女性成人:アスピリン100mg/日で、喘息発症10%低下

“Aspirin Reduces Asthma Risk Among Older Women”
アスピリンは高齢女性の喘息リスクを減少させる
Businessweek)という記事

男性ではアスピリン使用群では、喘息成人発症のリスク低下が小規模だが、有意にみられ、そのリスク減少は22%程度。女性でも観察研究で同様なことが見出されていた。ランダム化された報告

肥満でない女性では、男性よりその効果は小さいという報告だが、低用量で影響があるという話。
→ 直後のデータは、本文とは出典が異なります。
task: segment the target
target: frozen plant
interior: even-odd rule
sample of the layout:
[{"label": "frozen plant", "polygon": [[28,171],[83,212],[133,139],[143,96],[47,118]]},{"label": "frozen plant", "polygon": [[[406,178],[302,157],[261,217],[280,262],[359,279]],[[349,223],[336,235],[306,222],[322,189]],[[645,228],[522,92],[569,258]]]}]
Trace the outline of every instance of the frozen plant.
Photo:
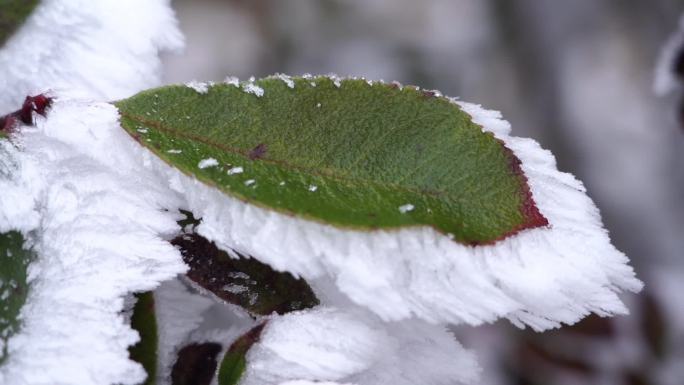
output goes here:
[{"label": "frozen plant", "polygon": [[627,312],[584,187],[498,113],[334,75],[150,89],[181,38],[128,3],[43,1],[0,51],[0,383],[471,384],[449,325]]}]

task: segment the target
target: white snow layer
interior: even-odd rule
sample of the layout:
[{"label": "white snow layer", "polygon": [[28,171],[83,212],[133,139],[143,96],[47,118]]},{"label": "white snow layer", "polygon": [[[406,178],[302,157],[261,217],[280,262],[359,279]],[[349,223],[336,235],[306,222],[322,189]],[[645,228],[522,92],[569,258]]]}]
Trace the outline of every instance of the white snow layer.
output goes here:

興味あることに4-11%のリスク増加がアスピリン投与によりもたらされるということもあり、アスピリンを、喘息リスク減少のために使用するかは議論があり、かつその詳細もまだはっきりしない


Randomised aspirin assignment and risk of adult-onset asthma in the Women’s Health Study
Thorax 2008;63:514-518
【方法】アスピリン+ビタミンEのランダム化二重盲検プラセボ対照臨床トライアル
対象は、アスピリン治療の適用がなく、禁忌もなく、喘息病歴もない
年ごとの女性医療従事者喘息診断自己報告

【結果】37270名の喘息報告の無い女性のうち、10年フォローアップにて、喘息診断
アスピリン群:872名
プラセボ群:963名
(ハザード比 0.90; 95% CI 0.82 ~ 0.99; p = 0.027)

この10%の成人喘息発症リスク低下はBMIに有意に修正される
ただ、BMI≧30 kg/m2の女性では影響なし

アスピリンの影響は、年齢、喫煙状態、運動レベル、閉経後ホルモン使用、ビタミンE割り付けにより有意には修正されない。